Consonants: Place


By definition, a phoneme is a consonant if air flow is restricted in some way. The format for Articulatory Analysis of consonants involves three main things: passive place of articulation, manner of articulation, and active place of articulation. The place of articulation(both passive and active) refers to which articulator(s) are being used. Most, but not all consonants have both a passive place and an active place.

Passive Place of Articulation:

The passive place of articulation is the articulator that does not move. Teeth, the uvula, the epiglottis, the alveolar ridge, and the radical are just a few of the articulators that will always be passive. They cannot change their position. Articulators that can change position can be either passive or active. The lips are a good example of a mobile articulator that is often passive. Sometimes one is passive while the other is active.

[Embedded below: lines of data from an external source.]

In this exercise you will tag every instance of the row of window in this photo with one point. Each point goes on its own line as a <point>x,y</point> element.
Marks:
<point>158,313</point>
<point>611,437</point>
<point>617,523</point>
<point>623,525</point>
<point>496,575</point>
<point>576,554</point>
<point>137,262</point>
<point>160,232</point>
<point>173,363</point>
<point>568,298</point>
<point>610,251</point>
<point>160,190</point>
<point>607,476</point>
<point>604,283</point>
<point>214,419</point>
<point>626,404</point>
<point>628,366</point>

The weird thing about the passive place of articulation is that it isn’t always literally stationary. Meaning that depending on the sound and how it is being pronounced in this particular instant, sometimes the passive place of articulation has to move. The best example I know of for this, is a sound produced in the Punjabi language where the speaker must curl the tip of the tongue to touch the sub-apical to the upper labial(lip). The sub-apical is the active place of articulation and the upper-labial is considered passive; however, in order to make the contact, the user must purse the upper lip, pulling it down and around the upper teeth. The upper lip moves even though it is passive.

Active Place of Articulation

As you probably know or guessed, the active place of articulation is the articulator that moves to make some sort of contact with the passive place. There are no articulators that are always active. Usually, if one simply describing a phoneme the traditional way, the active place of articulation is omitted. For instance, one might talk about a “sonorant alveolar fricative”. That’s all fine and dandy, except that I can think of five different phonemes off the top of my head that could fit that description. However, if you called it a “sonorant apical to alveolar fricative” then we have narrowed it down quite a bit.

Despite the fact that the active place is often omitted in description, there are some phonemes that only have an active place but no passive place. The sonorant epiglottal trill as found in the Semitic languages is one of these. In short, the active place of articulation is very important in linguistics.